Organ donation programme gets a boost after teen's parents donate her organs, save three lives
Mumbai's organ donation programme got a fresh boost when 16-year-old Kejal Pandey's family agreed to donate her kidneys and liver
Mumbai's organ donation programme got a fresh boost when 16-year-old Kejal Pandey's family agreed to donate her kidneys and liver — it saved three lives, according to The Times of India.
The teenager, who was a Class 10 student from Thane, was on her mother's two-wheeler, when a car knocked her off and her head hit the divider. She was immediately rushed to the hospital. The report further said that despite the surgery, she did not make a recovery and was declared brain dead.

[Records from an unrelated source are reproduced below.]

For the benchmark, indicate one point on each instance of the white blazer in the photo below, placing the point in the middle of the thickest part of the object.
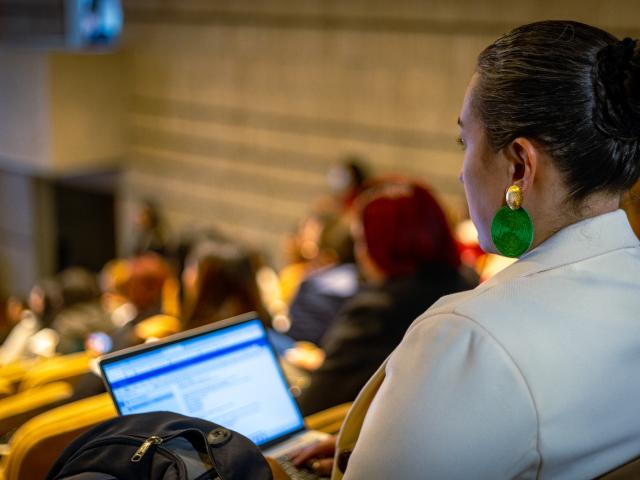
(534, 374)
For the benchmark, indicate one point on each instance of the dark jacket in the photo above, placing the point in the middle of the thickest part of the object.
(368, 328)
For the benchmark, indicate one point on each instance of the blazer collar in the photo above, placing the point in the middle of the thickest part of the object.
(587, 238)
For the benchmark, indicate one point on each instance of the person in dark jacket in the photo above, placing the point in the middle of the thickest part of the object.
(409, 259)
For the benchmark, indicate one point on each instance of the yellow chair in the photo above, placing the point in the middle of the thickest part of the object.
(65, 367)
(12, 373)
(36, 445)
(18, 408)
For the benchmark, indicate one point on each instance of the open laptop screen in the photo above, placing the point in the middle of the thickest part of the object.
(229, 376)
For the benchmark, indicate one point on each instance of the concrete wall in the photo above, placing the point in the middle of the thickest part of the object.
(237, 108)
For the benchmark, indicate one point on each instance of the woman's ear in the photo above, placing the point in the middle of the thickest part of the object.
(523, 156)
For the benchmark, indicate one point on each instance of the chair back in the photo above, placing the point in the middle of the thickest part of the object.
(37, 444)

After being made aware of organ donations, the family consented to donate her kidneys and liver. The report added that one kidney went to a 25-year-old man from Thane and a 42-year-old man from Mumbra was the recipient of the second kidney. A 14-year-old teen's life was saved in Parel, after she was given the liver.
According to The Indian Express, Kejal was the first minor in Mumbai this year to donate her organs.

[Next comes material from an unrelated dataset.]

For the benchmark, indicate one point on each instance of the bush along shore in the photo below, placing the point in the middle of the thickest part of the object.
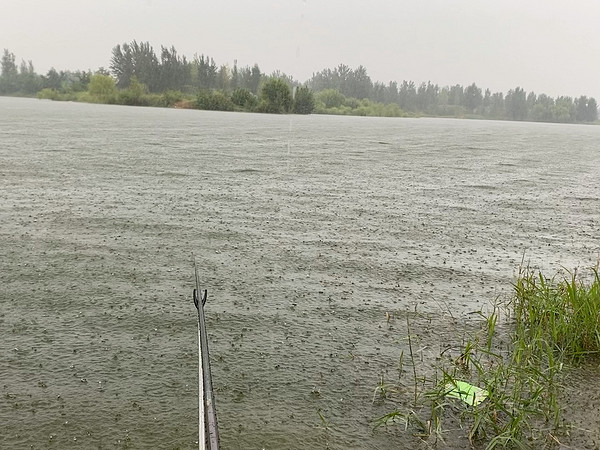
(139, 76)
(504, 387)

An official from the Zonal Transplant Coordination Committee (ZTCC) told The Times of India that in March, only three donations were recorded, while in January and February five and seven organs were donated respectively. In Mumbai alone, 3,000 patients are in the waiting list for a kidney, he said.

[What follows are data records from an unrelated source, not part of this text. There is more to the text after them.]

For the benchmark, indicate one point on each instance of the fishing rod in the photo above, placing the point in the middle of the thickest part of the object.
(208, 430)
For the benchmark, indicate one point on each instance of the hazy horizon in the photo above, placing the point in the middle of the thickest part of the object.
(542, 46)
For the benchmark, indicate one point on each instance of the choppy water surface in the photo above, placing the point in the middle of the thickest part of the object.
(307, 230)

The organ donation programme was started in 1997 and last year, at 42, Mumbai recorded the highest cadaver donations, the report said.
According to the National Organ and Tissue Transplant Organisation, there are types of donor - living and deceased. A living donor has to be 18 years and above and has to voluntarily consent to donate the organs, while in case the donor is deceased, consent of the parents or kin, who is in lawful possession of the dead body, is required.
The Hindu last month had reported that to meet the demand for organs, the the Directorate of Health Services (DHS) had issued notices to hospitals stating that their licences will not be renewed if they don't carry out organ retrievals.
An official of the ZTCC was quoted in the report saying that the current number of organ donations meets only 1-2 percent of the demand.